The budgeted direct material for the company shows that the material purchased throughout the year will be 36,240 which can be broken down to 7520, 7140, 101280, 11200 in the first, second, third and fourth quarter respectively. The direct labor for the company throughout the year will be $1,415 and its total overhead cost will be $19,200. The total selling and administrative expenses are $14,843.75. The cost of goods manufactured budget indicates that the company’s cost of direct material available for use is $37,800. The cost of goods manufactured is $ 56,016 and the manufactured cost per unit is $0.316475. The budgeted income statement shows that the company has a net income of $89,610.68.
Recommendations
From the budget analysis and industry information, the company should go ahead and launch the product given that it is likely to report increased net income when it starts selling the water.

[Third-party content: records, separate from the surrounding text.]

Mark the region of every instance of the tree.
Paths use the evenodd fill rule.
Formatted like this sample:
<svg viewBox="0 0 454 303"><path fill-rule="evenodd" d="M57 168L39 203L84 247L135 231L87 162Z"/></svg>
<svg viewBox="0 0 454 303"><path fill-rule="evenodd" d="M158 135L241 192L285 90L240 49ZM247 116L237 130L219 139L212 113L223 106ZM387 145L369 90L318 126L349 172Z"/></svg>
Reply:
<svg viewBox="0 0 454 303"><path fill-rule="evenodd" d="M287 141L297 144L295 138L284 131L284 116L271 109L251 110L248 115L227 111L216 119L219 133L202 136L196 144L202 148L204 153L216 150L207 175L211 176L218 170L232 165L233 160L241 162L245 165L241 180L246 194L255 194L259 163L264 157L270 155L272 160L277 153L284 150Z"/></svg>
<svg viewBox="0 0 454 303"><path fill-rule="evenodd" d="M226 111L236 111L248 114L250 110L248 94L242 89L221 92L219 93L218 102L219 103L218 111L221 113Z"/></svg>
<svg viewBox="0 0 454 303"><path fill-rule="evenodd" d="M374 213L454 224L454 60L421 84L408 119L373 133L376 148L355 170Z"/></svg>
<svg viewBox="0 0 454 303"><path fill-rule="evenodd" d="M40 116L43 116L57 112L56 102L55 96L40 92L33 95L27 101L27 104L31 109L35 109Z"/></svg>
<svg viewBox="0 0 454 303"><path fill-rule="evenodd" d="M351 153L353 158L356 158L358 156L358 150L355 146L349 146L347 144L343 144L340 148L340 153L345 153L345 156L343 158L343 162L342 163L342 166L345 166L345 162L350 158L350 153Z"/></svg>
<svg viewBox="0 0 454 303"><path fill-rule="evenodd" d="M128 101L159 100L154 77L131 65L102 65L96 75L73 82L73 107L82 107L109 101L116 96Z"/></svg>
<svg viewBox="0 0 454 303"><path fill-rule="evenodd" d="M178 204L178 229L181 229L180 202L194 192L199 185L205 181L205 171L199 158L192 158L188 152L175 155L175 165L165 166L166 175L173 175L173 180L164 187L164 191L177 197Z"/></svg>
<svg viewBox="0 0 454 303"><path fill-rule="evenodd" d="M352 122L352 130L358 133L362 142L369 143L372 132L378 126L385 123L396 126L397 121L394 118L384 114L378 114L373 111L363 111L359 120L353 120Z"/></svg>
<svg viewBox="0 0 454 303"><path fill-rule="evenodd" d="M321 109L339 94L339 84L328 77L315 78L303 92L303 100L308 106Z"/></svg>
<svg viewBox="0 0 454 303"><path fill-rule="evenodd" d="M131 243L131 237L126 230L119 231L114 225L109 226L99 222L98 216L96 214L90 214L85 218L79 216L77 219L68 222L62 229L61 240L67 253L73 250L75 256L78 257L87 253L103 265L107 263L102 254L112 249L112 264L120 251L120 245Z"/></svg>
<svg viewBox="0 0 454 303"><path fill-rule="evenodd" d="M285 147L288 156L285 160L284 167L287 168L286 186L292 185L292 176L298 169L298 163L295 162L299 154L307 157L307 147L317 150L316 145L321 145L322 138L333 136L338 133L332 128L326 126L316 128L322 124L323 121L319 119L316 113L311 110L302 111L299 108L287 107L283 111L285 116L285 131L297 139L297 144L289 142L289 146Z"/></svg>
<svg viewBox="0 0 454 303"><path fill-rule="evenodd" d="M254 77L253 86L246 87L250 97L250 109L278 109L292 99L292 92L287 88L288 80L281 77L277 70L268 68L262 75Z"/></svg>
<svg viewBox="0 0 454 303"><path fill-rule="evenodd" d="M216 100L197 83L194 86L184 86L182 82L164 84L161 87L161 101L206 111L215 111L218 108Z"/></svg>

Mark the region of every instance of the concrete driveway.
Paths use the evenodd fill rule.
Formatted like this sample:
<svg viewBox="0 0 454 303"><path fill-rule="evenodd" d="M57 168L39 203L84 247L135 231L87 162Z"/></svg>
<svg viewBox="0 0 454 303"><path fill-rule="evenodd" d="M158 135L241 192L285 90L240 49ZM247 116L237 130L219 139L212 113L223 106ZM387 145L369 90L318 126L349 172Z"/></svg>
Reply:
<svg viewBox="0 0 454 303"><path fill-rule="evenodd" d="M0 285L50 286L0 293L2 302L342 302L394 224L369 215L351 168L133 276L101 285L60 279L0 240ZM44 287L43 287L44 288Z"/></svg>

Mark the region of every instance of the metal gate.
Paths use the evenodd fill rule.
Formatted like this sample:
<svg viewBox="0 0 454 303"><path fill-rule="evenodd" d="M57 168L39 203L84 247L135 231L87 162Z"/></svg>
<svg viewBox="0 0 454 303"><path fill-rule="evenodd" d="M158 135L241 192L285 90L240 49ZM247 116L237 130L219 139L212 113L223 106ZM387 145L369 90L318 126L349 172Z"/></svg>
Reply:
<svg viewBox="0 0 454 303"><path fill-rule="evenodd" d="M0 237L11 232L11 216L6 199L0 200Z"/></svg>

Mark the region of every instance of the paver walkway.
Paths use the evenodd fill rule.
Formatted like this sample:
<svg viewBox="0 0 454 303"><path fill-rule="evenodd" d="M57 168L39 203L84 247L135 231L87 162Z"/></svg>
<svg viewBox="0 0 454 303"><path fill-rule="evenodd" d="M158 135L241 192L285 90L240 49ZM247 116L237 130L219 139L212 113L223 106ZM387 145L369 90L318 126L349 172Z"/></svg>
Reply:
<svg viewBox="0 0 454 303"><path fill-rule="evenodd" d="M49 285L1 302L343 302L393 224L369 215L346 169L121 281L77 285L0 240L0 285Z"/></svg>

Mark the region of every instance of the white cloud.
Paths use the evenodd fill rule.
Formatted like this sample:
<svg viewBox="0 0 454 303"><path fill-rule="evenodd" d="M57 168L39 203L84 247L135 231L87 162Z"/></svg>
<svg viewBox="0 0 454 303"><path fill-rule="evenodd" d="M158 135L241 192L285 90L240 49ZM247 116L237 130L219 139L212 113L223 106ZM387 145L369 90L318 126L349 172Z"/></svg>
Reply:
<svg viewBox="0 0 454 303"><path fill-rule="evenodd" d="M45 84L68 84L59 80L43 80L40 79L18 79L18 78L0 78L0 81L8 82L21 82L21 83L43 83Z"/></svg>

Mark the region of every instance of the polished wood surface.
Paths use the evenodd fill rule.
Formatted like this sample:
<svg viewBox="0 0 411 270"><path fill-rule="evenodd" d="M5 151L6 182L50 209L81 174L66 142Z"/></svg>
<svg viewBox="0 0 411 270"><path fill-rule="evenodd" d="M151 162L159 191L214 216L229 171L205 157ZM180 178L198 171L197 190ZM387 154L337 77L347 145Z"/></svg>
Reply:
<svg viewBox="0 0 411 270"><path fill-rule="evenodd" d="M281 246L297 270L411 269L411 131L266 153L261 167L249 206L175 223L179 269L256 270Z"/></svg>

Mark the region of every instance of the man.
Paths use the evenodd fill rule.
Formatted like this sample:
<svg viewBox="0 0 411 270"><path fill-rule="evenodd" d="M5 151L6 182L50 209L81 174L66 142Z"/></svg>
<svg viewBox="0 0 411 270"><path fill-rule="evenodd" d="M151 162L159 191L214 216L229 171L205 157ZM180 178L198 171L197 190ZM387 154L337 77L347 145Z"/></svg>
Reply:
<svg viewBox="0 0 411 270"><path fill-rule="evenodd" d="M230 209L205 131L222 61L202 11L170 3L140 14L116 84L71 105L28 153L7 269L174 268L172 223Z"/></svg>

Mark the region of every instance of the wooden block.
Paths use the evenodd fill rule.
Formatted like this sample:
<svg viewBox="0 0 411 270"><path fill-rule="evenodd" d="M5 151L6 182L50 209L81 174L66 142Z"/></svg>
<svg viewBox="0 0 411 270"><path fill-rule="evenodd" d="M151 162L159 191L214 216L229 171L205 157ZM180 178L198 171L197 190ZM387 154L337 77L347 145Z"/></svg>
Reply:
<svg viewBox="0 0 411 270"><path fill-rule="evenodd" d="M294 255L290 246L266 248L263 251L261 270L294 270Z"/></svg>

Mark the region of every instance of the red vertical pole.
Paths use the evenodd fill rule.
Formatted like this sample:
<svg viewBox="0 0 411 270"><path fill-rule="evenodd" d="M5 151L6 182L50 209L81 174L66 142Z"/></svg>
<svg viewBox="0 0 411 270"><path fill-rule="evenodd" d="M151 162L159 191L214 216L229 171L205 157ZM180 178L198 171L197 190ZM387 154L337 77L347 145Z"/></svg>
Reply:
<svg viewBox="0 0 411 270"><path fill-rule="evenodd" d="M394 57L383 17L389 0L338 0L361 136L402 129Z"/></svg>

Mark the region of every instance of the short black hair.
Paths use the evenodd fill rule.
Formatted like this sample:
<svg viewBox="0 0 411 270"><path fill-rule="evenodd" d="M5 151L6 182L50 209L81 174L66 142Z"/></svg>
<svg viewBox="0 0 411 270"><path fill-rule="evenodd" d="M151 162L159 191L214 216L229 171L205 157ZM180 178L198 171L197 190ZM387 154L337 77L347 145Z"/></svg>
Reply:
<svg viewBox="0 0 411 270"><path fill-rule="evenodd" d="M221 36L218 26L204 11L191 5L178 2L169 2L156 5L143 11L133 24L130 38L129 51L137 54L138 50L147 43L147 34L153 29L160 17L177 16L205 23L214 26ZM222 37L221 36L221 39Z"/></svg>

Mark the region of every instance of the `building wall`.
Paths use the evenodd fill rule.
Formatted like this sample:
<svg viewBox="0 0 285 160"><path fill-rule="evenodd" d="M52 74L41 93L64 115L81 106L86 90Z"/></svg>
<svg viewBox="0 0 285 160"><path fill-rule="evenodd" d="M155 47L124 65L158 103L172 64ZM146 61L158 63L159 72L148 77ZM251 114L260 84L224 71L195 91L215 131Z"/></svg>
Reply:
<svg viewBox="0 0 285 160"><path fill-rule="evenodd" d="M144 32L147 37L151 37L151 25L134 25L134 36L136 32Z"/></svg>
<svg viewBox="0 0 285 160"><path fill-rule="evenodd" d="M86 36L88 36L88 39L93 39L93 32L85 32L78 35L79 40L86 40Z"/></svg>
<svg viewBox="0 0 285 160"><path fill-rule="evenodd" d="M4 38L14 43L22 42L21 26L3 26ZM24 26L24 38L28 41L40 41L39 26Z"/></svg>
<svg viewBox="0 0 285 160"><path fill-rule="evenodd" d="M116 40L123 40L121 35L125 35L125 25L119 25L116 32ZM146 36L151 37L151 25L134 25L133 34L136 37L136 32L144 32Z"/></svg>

Similarly, the company has a huge gross margin implying that it can reduce its selling price to capture a wider market share and benefit from the economies of scale accrued from selling more products. The company also has higher chances of growth given that the industry is poised to continue growing into the foreseeable future.
References
Arnold, G. (2010). Handbook of corporate finance . Harlow: Financial Times Prentice Hall.
Beverly, R. (2011). Water treatment process monitoring and evaluation . Denver, Colo.: American Water Works Association.
Staff, N. (1999). Identifying Future Drinking Water Contaminants . Washington: National Academies Press.